The cycling-COVID-19 threat looms large for the Tour de France peloton

By Julien Pretot

CHATEL, France (Reuters) – Tadej Pogacar’s rivals have sharpened their knives as the Tour de France hits the Alps, but the biggest threat to the Slovenian’s bid for a third straight title could come from a surge in COVID-19 in the peloton be.

Three riders in two days have been forced to withdraw from the race after contracting the virus and showing symptoms, raising fears the field could be decimated when all riders are tested during Monday’s rest day at Morzine.

At last month’s Tour de Suisse, only half the riders finished the race as the virus spread like wildfire and riders and staff now fear that could happen at the world’s biggest cycling event.

“It’s a big fear,” said overall leader Pogacar, whose United Arab Emirates team-mate Vegard Stake Laengen retired after testing positive on Saturday.

“The drivers have to be protected. This morning we had to go through the crowd, people were touching the drivers. It’s unbearable,” said Total Energies manager Jean-Rene Bernaudeau on Saturday.
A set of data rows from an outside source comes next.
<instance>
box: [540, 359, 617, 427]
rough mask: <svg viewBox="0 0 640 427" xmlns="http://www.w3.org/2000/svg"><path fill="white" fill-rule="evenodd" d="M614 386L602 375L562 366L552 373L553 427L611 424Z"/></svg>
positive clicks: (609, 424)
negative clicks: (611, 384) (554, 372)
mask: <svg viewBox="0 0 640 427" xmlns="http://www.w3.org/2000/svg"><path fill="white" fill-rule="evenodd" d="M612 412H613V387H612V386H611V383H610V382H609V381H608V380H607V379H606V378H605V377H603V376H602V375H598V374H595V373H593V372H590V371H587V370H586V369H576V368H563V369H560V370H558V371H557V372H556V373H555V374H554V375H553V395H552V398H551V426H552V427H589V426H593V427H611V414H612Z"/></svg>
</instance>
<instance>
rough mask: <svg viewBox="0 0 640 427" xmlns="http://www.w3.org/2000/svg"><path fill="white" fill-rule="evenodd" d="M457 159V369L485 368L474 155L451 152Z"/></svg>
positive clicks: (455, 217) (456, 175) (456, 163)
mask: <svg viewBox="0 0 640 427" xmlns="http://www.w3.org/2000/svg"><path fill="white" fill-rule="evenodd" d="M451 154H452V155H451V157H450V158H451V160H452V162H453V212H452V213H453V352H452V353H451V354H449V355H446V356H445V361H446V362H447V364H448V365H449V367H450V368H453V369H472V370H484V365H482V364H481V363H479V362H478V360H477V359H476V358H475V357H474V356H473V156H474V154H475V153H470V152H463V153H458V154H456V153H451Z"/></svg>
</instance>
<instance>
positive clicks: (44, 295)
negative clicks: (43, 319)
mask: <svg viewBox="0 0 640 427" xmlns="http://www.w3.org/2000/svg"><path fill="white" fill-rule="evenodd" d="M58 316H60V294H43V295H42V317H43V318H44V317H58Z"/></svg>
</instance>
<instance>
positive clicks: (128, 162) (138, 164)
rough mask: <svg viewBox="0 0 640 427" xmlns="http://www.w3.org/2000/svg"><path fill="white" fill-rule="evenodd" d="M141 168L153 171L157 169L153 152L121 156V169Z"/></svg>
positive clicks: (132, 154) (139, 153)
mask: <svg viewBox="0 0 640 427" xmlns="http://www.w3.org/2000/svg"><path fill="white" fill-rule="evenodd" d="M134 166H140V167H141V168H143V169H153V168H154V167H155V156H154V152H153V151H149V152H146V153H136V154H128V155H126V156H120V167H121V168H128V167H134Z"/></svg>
In the past year, if two members of a team tested positive for COVID-19, the entire team was wrapped up, which is not the case in this edition.

Whether a rider who tests positive can participate in the race will be decided after a meeting between the race doctor, the International Cycling Union (UCI) doctor and the team doctor, depending on the rider’s viral load.

While last year all riders, staff and Tour followers had to test negative to compete within a strict bubble, the 2022 Tour started in Denmark without specific anti-COVID-19 measures.

“They should have been stricter at the start and tested everyone,” a sporting director for the Tour, who asked not to be named, told Reuters on Sunday.

“We are in a situation that is more difficult than in the last two years,” Groupama FDJ manager Marc Madiot told reporters.

“In the last two editions there has been some uncertainty and everyone has been very cautious. Nowadays there is no obligation for the general population to be careful, which is normal.

“But it can have big consequences for us. It’s like gangrene. If it’s here, it’ll spread quickly.”

Frenchman Mikael Cherel took a fatalistic approach.

“That’s the game. COVID for us isn’t so much a health issue, it’s more like we’re out of the game, out of the race and losing a big goal for the team and for ourselves, that’s the damaging part. In the end it’s not so bad,” said the AG2R Citroen driver.

“I’ll put it into perspective, we mustn’t get upset about it, there’s nothing we can do about it. The justice of the peace will be with the tests tomorrow, but if a driver isn’t showing any symptoms, there’s no reason to stop.”